But Farley’s changes are expected to go further.
He plans to split the talent among the various units so purchasing teams specializing in combustion vehicles, for example, aren’t asked to acquire specific parts for electric vehicles they might not have experience with. Designers, he said, will no longer be asked to simultaneously work on projects with different needs based on specific powertrains.
“Ford feels its current structure cannot optimize the capability of both sides of the house,” Morgan Stanley analyst Adam Jonas said in an investor note. “Too many competing objectives and complexity — needed to focus both missions.”
Still, Farley wants the two divisions to work in tandem in some respects, a potentially challenging goal for a company that traditionally has struggled to break down silos and been slowed by corporate bureaucracy. He named himself president of the EV business, Ford Model e, to help ensure that happens.
“Make no mistake about it: Even though this is a big change from where we’ve been, we are not going to create separate brands,” Farley said. “We are not going to compete with each other. In fact, that’s why I’m leading the electric business as the CEO because I cannot allow any of that to happen at Ford.”
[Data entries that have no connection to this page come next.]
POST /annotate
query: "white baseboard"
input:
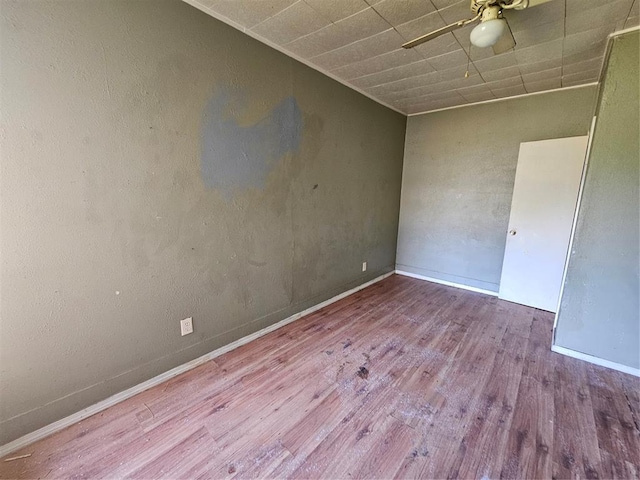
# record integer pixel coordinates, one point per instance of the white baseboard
(595, 360)
(163, 377)
(449, 284)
The combustion business, now called Ford Blue, is headed by Kumar Galhotra, previously president of the Americas and International Markets Group.
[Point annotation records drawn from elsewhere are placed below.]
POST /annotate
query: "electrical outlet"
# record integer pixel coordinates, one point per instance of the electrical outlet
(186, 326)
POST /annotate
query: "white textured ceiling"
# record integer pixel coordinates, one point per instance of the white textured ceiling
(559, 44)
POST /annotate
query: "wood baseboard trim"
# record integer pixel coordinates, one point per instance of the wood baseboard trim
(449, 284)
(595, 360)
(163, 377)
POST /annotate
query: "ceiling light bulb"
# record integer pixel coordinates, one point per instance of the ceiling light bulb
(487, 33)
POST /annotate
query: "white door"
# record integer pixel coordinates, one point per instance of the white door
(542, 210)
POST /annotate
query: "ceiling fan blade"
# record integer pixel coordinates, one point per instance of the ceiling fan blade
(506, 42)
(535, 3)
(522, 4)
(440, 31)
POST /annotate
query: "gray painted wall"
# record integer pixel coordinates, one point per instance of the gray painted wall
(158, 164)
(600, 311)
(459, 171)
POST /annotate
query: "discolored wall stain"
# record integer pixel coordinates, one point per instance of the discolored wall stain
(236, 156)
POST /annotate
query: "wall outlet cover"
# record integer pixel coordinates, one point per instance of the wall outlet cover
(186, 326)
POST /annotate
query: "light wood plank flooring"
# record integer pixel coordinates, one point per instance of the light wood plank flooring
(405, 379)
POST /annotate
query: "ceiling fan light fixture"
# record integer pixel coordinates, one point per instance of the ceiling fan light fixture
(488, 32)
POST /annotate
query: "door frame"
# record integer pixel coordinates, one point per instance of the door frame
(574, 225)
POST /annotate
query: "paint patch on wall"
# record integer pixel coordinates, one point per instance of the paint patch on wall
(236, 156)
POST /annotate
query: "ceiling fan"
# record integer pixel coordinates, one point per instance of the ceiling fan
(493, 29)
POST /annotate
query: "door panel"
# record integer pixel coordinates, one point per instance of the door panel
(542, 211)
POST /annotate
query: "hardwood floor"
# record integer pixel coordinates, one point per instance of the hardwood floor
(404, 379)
While each side will have its own product development, sales and distribution teams, Galhotra said manufacturing and marketing likely will share responsibilities and split time between both divisions.
“We’ve gone through each position and talked through where it makes sense to have them dedicated to one team or the other and where we’re going to have teams that serve the entire enterprise at the same time,” he said.
As part of the changes, Ford is boosting its EV investment plan by $20 billion, to a total of $50 billion through 2026.
The company now expects a 10 percent adjusted pretax earnings margin by 2026, which is nearly double the 5.4 percent it posted for 2021. Part of that includes saving $3 billion in structural costs within Ford Blue.
The increased EV investment will lead to more vehicles; Ford plans to produce more than 2 million EVs by 2026, accounting for 30 percent of its global volume. The automaker expects half of its volume by 2030 will be EVs.
Wall Street analysts remain skeptical, as they often have been of the Detroit 3’s efforts to keep up with a changing industry.
“While we cannot rule out a 2 million unit number,” Jonas wrote, “at this stage we simply do not have confidence in the ability for Ford (or GM for that matter) to secure the materials (i.e. metals), battery machinery/manufacturing/supply chain in sufficient quantity and quality/efficacy to deliver on an EV number anywhere near this level within four years.”